EPCC leads a work package of the VESTEC (Visual Exploration and Sampling Toolkit for Extreme Computing) project, which seeks to fuse HPC and real-time data for urgent decision-making for disaster response. Our work has resulted in two accepted papers into SC20 workshops: one around our custom workflow execution system, and another on extending the Common Workflow Language standard to better support parallel application execution.

A workflow management system for urgent computing

A large part of the VESTEC project is to collect real-time data about a disaster and use this to drive forecasts of the disaster's progression to help plan the best response to it. In order accomplish this, potentially complex workflows need to be executed by the VESTEC system.

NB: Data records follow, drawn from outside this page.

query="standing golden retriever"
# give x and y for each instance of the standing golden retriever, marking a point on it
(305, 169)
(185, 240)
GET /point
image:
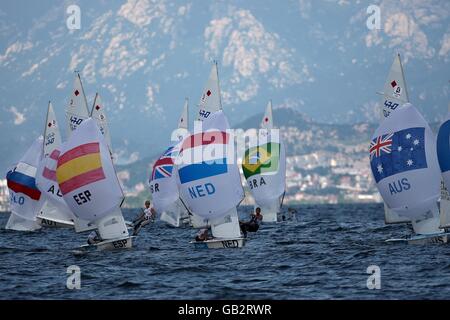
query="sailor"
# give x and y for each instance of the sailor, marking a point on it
(94, 237)
(202, 235)
(148, 215)
(253, 224)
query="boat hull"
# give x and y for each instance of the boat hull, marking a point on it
(220, 243)
(113, 244)
(440, 238)
(50, 223)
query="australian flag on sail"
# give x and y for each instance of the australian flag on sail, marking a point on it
(398, 152)
(164, 165)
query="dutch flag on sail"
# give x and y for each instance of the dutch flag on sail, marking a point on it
(398, 152)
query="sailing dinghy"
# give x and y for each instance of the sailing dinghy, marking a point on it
(209, 181)
(76, 112)
(394, 96)
(54, 212)
(405, 168)
(264, 168)
(24, 196)
(89, 184)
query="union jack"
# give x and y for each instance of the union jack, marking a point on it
(381, 144)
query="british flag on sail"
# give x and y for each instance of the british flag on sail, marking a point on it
(404, 163)
(23, 193)
(163, 186)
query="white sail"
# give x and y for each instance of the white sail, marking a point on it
(77, 109)
(210, 101)
(86, 175)
(443, 152)
(173, 213)
(25, 197)
(54, 208)
(99, 115)
(163, 186)
(227, 226)
(112, 226)
(404, 164)
(267, 120)
(395, 93)
(264, 168)
(208, 177)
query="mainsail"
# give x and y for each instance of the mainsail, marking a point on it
(54, 208)
(77, 110)
(99, 115)
(208, 177)
(264, 168)
(404, 164)
(394, 96)
(88, 181)
(25, 197)
(210, 100)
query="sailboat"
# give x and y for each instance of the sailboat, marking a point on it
(89, 184)
(54, 212)
(99, 115)
(24, 196)
(210, 184)
(400, 196)
(443, 151)
(76, 112)
(264, 168)
(163, 185)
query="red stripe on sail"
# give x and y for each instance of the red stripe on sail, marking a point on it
(49, 174)
(81, 180)
(79, 151)
(55, 154)
(205, 138)
(20, 188)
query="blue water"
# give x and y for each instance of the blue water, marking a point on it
(322, 254)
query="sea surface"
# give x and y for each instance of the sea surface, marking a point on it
(323, 253)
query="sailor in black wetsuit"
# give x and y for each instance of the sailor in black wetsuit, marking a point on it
(253, 224)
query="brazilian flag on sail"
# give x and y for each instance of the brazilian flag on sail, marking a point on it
(261, 159)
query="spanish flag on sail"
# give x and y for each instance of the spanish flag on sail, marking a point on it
(79, 166)
(263, 159)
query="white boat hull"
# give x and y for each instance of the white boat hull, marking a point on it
(113, 244)
(439, 238)
(51, 223)
(220, 243)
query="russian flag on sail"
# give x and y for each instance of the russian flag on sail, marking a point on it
(79, 166)
(22, 180)
(209, 167)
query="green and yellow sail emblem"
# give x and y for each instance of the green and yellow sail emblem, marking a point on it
(261, 159)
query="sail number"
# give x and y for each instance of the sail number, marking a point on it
(230, 244)
(120, 243)
(82, 197)
(204, 113)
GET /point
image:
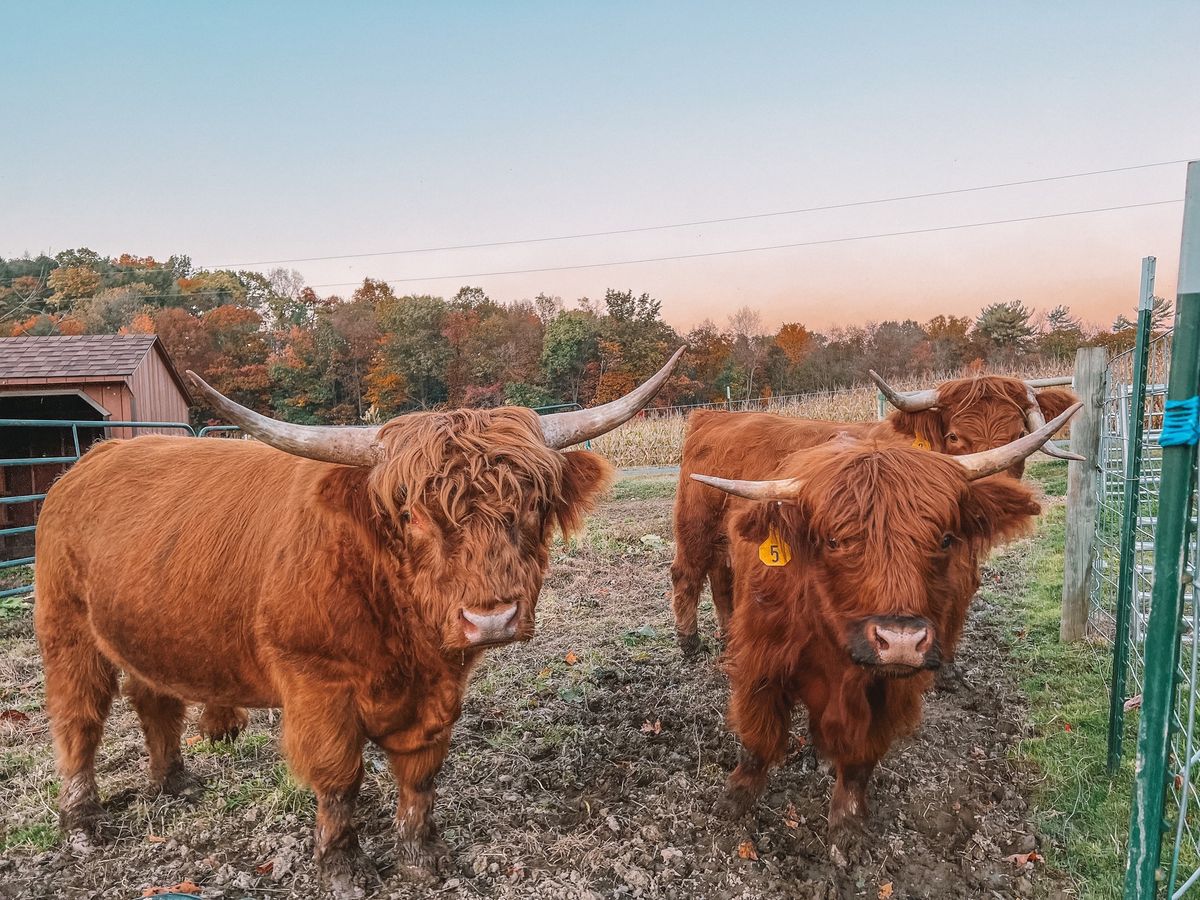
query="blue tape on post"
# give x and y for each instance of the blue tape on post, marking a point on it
(1181, 423)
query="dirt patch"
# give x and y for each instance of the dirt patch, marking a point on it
(586, 765)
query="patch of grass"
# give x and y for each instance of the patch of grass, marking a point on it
(13, 606)
(13, 763)
(645, 489)
(1077, 804)
(39, 837)
(1051, 475)
(275, 792)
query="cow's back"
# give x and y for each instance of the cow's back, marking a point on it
(168, 544)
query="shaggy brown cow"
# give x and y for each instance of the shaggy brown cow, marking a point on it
(354, 588)
(960, 417)
(851, 582)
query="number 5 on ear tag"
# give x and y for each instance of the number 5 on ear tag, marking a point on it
(774, 551)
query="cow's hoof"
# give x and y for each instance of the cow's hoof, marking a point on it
(690, 645)
(184, 784)
(225, 724)
(735, 803)
(421, 861)
(348, 875)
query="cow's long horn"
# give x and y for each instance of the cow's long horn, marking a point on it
(778, 490)
(1056, 382)
(327, 443)
(989, 462)
(1035, 420)
(905, 401)
(563, 430)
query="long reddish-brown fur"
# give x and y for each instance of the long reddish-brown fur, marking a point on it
(973, 414)
(867, 537)
(231, 574)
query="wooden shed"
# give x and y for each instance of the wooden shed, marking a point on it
(81, 378)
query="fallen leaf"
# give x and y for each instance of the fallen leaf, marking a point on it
(1021, 859)
(184, 887)
(791, 816)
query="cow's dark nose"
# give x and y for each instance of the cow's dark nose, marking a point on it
(491, 627)
(900, 641)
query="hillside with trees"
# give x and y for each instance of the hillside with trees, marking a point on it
(274, 345)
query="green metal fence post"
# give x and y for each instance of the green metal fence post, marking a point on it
(1143, 873)
(1129, 514)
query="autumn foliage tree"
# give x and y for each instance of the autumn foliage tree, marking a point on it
(275, 345)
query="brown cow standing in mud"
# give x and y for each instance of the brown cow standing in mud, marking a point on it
(960, 417)
(352, 580)
(852, 576)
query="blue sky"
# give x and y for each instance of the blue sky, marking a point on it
(258, 131)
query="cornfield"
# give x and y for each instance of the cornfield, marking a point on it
(655, 436)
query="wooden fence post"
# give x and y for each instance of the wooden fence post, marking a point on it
(1083, 485)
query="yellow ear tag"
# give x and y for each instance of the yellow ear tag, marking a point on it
(774, 551)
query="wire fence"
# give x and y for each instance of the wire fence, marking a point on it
(1129, 461)
(1143, 591)
(1122, 595)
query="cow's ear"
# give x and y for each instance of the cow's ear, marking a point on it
(754, 522)
(924, 430)
(585, 478)
(1054, 401)
(997, 509)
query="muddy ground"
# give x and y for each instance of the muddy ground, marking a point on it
(586, 765)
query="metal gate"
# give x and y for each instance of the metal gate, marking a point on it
(1159, 628)
(18, 511)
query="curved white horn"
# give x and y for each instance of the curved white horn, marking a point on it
(779, 490)
(905, 401)
(1057, 382)
(574, 427)
(1035, 420)
(327, 443)
(989, 462)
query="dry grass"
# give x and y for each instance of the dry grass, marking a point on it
(655, 438)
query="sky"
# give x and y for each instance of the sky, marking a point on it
(249, 132)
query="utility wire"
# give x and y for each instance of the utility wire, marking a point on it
(702, 255)
(755, 250)
(702, 221)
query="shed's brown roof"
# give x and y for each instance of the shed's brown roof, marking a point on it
(79, 357)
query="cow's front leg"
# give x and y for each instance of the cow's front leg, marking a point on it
(761, 715)
(847, 805)
(324, 744)
(419, 849)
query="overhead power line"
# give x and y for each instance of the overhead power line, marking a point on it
(755, 250)
(747, 217)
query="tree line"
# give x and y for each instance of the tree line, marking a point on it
(275, 345)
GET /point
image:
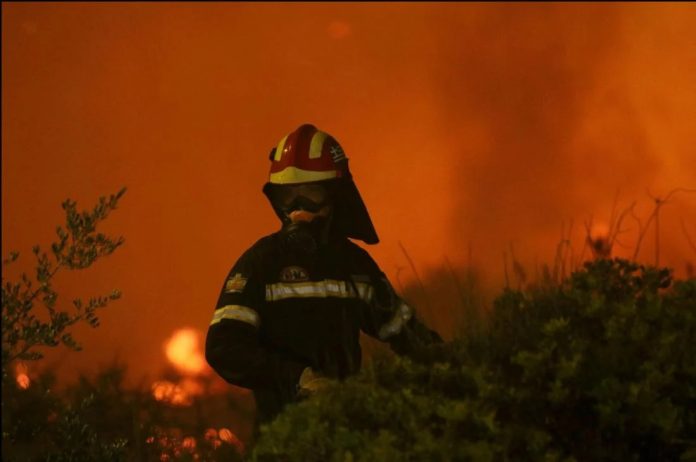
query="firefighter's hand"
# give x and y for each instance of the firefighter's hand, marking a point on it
(311, 382)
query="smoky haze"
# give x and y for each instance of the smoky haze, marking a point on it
(468, 126)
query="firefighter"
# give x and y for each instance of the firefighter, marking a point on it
(290, 312)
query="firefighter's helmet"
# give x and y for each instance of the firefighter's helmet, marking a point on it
(309, 155)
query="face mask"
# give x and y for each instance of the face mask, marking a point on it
(305, 226)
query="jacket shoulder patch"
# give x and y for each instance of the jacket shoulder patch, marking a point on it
(235, 284)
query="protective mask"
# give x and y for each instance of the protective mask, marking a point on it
(305, 227)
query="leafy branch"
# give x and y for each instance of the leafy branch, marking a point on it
(78, 246)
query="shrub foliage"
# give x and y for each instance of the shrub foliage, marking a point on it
(600, 367)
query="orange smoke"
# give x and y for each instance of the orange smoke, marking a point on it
(184, 351)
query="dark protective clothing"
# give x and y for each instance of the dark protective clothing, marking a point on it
(279, 313)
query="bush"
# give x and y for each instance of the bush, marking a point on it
(600, 367)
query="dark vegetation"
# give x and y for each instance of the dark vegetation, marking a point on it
(591, 364)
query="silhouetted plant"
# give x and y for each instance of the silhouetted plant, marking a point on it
(600, 367)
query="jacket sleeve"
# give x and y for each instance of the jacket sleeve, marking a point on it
(389, 318)
(232, 345)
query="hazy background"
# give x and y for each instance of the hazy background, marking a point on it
(468, 126)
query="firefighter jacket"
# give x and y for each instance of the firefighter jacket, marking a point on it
(278, 314)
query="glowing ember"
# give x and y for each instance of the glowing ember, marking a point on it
(227, 436)
(184, 351)
(189, 443)
(210, 434)
(22, 377)
(170, 393)
(599, 231)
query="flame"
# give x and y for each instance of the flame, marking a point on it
(23, 380)
(171, 393)
(184, 351)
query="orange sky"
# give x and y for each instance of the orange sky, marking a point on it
(480, 123)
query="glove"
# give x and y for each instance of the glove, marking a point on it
(311, 382)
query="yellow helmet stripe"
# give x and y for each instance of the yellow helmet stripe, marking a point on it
(237, 313)
(279, 149)
(316, 145)
(291, 175)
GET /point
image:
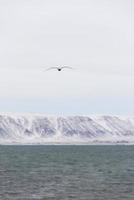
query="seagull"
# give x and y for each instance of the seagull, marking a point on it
(59, 68)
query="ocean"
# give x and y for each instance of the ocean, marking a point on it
(67, 172)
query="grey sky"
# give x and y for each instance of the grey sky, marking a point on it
(96, 37)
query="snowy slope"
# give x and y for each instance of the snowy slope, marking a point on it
(41, 129)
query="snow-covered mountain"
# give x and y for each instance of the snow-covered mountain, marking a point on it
(41, 129)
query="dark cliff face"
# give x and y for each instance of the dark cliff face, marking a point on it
(23, 128)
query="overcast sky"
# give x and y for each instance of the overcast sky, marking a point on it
(96, 37)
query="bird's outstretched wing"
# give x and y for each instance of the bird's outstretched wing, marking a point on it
(51, 68)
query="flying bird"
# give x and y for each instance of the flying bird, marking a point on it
(59, 68)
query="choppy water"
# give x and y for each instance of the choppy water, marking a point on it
(67, 172)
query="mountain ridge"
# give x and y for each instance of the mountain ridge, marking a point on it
(47, 129)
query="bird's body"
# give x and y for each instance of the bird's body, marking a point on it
(59, 68)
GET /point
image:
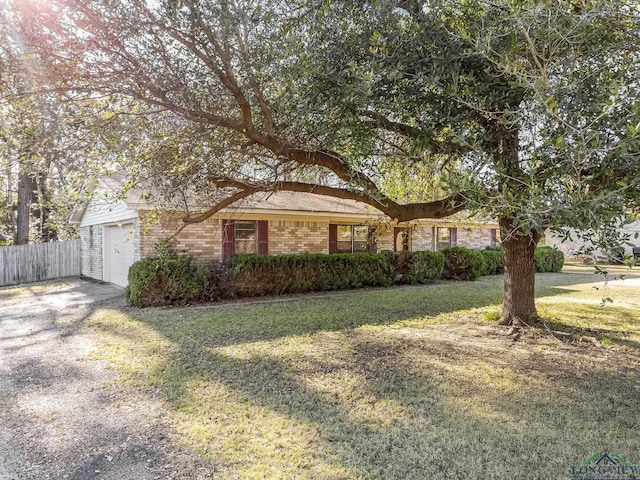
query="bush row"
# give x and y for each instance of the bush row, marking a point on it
(172, 278)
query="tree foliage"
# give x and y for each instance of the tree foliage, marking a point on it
(528, 111)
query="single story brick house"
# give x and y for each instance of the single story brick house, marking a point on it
(116, 232)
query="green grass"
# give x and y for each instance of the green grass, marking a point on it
(412, 382)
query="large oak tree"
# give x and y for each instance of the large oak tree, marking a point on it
(526, 110)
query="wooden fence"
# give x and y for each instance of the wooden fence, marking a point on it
(40, 261)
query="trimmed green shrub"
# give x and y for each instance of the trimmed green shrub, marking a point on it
(463, 263)
(548, 259)
(414, 267)
(253, 275)
(166, 278)
(425, 267)
(494, 261)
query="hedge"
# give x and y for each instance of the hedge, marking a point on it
(169, 277)
(414, 267)
(165, 278)
(254, 275)
(463, 263)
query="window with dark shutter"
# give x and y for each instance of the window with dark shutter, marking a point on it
(333, 238)
(228, 238)
(401, 239)
(351, 238)
(263, 237)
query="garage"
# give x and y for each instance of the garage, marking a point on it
(118, 253)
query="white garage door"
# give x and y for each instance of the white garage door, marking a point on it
(119, 253)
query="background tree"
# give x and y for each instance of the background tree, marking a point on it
(525, 110)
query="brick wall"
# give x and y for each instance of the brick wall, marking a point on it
(91, 251)
(204, 240)
(422, 238)
(298, 237)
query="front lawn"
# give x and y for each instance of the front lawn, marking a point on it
(399, 383)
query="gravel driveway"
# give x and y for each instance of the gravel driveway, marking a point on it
(61, 415)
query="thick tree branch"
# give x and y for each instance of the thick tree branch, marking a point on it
(436, 209)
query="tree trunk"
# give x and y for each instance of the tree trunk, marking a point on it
(26, 188)
(519, 276)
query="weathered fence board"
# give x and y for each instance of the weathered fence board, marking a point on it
(40, 261)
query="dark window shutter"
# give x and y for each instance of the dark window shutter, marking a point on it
(396, 232)
(263, 237)
(228, 238)
(373, 240)
(333, 238)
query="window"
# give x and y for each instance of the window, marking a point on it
(246, 235)
(350, 239)
(401, 239)
(494, 238)
(446, 237)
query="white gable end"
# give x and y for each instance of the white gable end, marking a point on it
(104, 207)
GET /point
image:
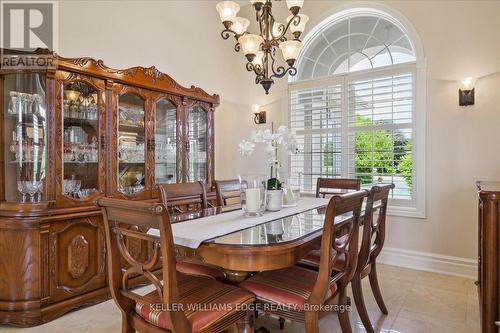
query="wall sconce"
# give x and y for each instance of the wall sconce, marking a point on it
(259, 115)
(466, 92)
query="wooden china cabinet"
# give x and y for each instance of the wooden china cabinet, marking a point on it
(71, 133)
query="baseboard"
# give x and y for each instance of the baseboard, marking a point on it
(429, 262)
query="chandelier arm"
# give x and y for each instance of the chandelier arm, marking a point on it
(281, 71)
(259, 78)
(295, 20)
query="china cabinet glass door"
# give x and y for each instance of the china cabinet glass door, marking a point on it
(197, 154)
(131, 144)
(25, 137)
(165, 142)
(80, 156)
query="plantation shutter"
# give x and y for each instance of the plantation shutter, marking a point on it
(316, 115)
(380, 123)
(355, 126)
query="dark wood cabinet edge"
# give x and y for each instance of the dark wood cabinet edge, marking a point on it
(33, 313)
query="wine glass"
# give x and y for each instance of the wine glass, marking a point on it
(40, 190)
(32, 189)
(20, 188)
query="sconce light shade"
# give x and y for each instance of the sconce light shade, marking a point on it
(466, 97)
(260, 117)
(466, 92)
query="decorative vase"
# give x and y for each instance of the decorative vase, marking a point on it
(253, 194)
(274, 200)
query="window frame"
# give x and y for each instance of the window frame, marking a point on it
(416, 207)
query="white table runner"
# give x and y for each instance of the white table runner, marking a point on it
(194, 232)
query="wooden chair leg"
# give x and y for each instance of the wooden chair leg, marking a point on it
(345, 323)
(312, 325)
(357, 292)
(246, 324)
(376, 289)
(126, 324)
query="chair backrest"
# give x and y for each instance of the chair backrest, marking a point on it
(324, 186)
(118, 214)
(374, 230)
(227, 190)
(182, 197)
(346, 206)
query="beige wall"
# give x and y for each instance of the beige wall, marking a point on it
(459, 39)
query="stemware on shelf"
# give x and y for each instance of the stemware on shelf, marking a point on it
(253, 194)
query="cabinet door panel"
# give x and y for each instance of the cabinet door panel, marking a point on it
(80, 153)
(76, 257)
(130, 143)
(24, 136)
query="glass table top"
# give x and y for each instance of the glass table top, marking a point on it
(282, 230)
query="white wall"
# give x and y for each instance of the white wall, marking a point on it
(460, 39)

After researching existing workflow management systems we realised that none of them met our requirements, particularly in the context of dealing with new data coming in during the workflow progression. To this end we developed our own custom workflow management system for VESTEC, which we describe in our paper (see link below).

Our workflow management system is built around message passing using RabbitMQ, and allows itself to be scaled up or down depending on the amount of work that needs to be carried out. Furthermore we designed it with an easy-to-use API to allow new workflows to be quickly integrated into the VESTEC system. In the paper we also outline one of our workflows in detail, show how the workflow management system ties into the rest of the VESTEC system, and demonstrate a fully integrated workflow in action.

G. P. S. Gibb et al., "A Bespoke Workflow Management System for Data-Driven Urgent HPC".

HPC for urgent decision making workshop (https://www.urgenthpc.com).

SC20 event schedulePre-print.

Extending the Common Workflow Language standard

While working on our custom workflow system, we realised that the Common Workflow Language (CWL) standard would be very useful, allowing us to wrap individual steps behind a uniform interface as well as providing a way to describe input and output. However, it could not cleanly execute MPI-parallelised applications such the local weather or wildfire simulations required by VESTEC.

In this paper (linked below) we describe the experience of using these standards within the system and how, with the help of one of the CWL maintainers (Crusoe), we extended the CWL reference implementation to support MPI applications. This will extend the benefits of CWL to a new community users of high-performance computing (as opposed to the high-throughput computing common within the existing majority-bioinformatics user community).

We also discuss some unexpected benefits around performance monitoring and dependency management.